Dans le sillage des mouvements #MeToo ou #TimesUp, des employées de McDonald's sont en grève... Elles reprochent au géant de la restauration rapide de ne pas faire assez pour les protéger contre les attouchements ou les commentaires déplacés...

dans
Chicago, Los Angeles ou Kansas City... elles défilent pour briser le silence.
Le 18 septembre 2018, dans une dizaine de villes américaines,  des employées du géant américain et multinational McDonald's ont cessé le travail... Elles aussi veulent interpeller la direction de la chaîne de restauration rapide sur le harcèlement sexuel que certaines subissent.  Selon les organisatrices de la manifestation plus de la moitié des employées serait  concernées...
 

Ces salariées, qui occupent des emplois souvent précaires, reprochent aux dirigeants du groupe de ne pas faire assez pour les protéger contre les attouchements ou les commentaires déplacés, gestes et mots des clients ou de leur hiérarchie.

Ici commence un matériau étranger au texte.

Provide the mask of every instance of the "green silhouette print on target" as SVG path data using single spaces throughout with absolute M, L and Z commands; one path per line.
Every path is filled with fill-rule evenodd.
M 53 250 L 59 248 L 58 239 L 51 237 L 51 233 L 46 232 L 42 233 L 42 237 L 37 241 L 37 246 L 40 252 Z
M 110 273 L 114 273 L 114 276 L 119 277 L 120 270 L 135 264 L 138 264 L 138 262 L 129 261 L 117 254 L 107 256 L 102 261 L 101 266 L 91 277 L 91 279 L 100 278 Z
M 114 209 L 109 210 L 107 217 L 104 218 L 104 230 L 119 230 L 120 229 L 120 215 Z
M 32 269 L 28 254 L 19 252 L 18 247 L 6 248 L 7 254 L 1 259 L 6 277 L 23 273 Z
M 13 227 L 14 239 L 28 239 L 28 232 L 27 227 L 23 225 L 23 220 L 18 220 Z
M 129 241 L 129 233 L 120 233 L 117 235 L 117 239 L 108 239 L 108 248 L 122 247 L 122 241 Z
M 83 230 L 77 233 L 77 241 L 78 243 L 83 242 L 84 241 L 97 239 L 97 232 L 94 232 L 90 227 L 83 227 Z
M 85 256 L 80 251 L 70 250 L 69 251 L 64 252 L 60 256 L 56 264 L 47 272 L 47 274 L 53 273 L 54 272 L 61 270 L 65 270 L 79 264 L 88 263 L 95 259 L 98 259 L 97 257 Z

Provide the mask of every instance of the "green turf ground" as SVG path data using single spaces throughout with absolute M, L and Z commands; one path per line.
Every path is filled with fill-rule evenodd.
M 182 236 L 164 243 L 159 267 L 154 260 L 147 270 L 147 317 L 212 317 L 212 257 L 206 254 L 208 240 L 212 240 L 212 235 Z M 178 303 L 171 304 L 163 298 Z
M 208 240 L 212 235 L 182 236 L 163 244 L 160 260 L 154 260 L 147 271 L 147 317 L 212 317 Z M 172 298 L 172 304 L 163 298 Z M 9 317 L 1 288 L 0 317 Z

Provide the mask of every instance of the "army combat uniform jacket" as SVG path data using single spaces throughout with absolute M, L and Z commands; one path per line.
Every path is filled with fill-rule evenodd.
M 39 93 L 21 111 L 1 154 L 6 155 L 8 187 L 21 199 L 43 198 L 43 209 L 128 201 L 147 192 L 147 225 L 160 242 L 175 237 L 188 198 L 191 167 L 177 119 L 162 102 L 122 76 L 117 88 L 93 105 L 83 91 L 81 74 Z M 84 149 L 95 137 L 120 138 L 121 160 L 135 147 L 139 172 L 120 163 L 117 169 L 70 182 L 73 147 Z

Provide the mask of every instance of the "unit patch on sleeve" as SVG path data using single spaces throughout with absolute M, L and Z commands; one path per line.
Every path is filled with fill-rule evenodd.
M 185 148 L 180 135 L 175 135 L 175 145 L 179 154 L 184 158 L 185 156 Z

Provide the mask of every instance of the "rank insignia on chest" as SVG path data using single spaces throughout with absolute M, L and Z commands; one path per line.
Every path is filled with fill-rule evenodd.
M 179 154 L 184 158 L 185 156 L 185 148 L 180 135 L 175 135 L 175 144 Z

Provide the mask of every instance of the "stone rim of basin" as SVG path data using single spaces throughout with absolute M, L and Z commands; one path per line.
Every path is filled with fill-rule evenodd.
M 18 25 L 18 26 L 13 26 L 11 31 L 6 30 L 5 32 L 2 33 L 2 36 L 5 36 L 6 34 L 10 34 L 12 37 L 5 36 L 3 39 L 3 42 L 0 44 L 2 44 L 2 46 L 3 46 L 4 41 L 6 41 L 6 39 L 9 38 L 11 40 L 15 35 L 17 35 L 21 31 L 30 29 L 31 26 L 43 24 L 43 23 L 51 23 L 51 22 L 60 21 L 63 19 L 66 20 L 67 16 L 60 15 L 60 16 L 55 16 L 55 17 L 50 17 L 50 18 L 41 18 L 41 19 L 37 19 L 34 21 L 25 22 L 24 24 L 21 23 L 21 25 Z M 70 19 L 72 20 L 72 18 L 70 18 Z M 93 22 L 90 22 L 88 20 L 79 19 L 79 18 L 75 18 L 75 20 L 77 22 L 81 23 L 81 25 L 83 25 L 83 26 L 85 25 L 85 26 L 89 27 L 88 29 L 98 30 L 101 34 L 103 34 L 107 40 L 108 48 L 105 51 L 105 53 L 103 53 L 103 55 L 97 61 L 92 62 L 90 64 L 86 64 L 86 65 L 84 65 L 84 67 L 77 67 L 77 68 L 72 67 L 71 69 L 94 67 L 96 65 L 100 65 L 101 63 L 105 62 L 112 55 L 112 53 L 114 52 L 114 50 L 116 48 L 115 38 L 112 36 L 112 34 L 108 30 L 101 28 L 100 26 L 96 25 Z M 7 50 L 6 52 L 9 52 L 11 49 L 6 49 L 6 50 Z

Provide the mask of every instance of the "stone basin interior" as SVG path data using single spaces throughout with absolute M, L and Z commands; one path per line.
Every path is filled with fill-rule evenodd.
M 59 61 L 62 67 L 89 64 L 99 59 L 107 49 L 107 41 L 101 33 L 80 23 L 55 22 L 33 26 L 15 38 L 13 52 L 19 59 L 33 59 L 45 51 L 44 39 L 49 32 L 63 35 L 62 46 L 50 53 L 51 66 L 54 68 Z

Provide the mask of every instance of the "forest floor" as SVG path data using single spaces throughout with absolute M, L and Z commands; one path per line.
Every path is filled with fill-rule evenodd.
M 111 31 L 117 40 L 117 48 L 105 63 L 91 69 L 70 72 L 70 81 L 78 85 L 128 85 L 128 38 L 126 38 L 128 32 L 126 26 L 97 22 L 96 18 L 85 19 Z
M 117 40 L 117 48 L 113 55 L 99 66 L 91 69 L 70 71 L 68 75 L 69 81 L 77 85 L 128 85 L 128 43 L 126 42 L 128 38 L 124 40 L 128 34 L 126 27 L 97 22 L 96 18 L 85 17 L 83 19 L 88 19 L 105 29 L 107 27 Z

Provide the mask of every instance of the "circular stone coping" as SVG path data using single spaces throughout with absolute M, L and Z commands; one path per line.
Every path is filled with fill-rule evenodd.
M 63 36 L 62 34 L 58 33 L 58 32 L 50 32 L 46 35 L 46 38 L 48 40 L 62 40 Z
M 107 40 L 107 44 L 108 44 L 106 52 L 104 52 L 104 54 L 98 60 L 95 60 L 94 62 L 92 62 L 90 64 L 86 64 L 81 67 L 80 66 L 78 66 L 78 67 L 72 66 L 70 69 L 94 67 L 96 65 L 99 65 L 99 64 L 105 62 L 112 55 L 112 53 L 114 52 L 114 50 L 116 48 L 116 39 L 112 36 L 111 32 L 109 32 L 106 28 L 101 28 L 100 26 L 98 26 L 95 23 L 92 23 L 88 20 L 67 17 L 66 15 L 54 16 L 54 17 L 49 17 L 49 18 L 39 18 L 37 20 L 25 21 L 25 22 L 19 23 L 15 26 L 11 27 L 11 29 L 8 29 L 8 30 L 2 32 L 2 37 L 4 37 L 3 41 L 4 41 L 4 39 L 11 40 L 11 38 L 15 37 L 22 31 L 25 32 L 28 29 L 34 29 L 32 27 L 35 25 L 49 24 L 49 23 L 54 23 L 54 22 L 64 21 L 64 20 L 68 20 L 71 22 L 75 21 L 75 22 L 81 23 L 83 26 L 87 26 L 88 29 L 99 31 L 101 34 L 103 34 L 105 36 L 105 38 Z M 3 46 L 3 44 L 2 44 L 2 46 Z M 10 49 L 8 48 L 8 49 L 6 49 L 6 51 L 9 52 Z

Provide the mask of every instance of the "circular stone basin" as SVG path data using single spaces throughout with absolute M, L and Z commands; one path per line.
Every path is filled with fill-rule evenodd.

Le harcèlement sexuel est un problème universel. C'est une maladie
Theresa Cervantes, employée cher Mc Donald's Chicago

"Je suis en grève et je suis ici aujourd'hui pour demander un changement", explique ainsi Theresa Cervantes, qui dénonce le harcèlement des managers sur leurs employées.

Cette jeune femme de 20 ans manifestait avec des dizaines d'autres, pour la plupart des femmes, devant le siège social de l'entreprise, à Chicago.

"Le harcèlement sexuel est un problème universel. C'est une maladie", souligne-t-elle.

Des manifestants sont également descendus dans les rues de grandes villes comme Kansas City ou Saint-Louis (Missouri). Ou encore à La Nouvelle Orléans en Louisiane et à Los Angeles en Californie... 

Aiesha Meadows, 26 ans, a travaillé chez McDonald's à l'aéroport international O'Hare (Chicago) de 2010 à 2013. Elle dit que le harcèlement sexuel y était endémique, mais elle et d'autres travailleuses estimaient qu'elles ne pouvaient pas s'exprimer de peur de perdre leur emploi. "Ils ont juste glissé le problème sous le tapis", constate-t-elle. "Et nous ne disions rien parce qu'à la fin de la journée, nous devions nourrir nos familles."

Maintenant, il est temps de dire : 'Je ne suis pas au menu'. Ce temps-là est révolu, McDonald's !
Ali Baker, employée de la restauration rapide

Ali Baker a travaillé pendant une décennie comme serveuse et barista dans la restauration rapide. Elle assure qu'elle a souvent été victime de harcèlement sexuel. Elle est "membre-leader" du Restaurant Opportunity Center, une organisation qui rassemble directions et travailleurs pour changer les conditions de travail dans ce secteur. "J'ai été coincée dans un coin par mon patron, j'ai été embrassée par mon manager, j'ai eu les jambes tripotées, j'ai été mise dans des situations inconfortables", a-t-elle crié à la foule devant le nouveau siège de McDonald's dans le quartier branché West Loop, à Chicago. "Mais maintenant, "Il est temps de dire : 'Je ne suis pas au menu'. Ce temps-là est révolu, McDonald's !"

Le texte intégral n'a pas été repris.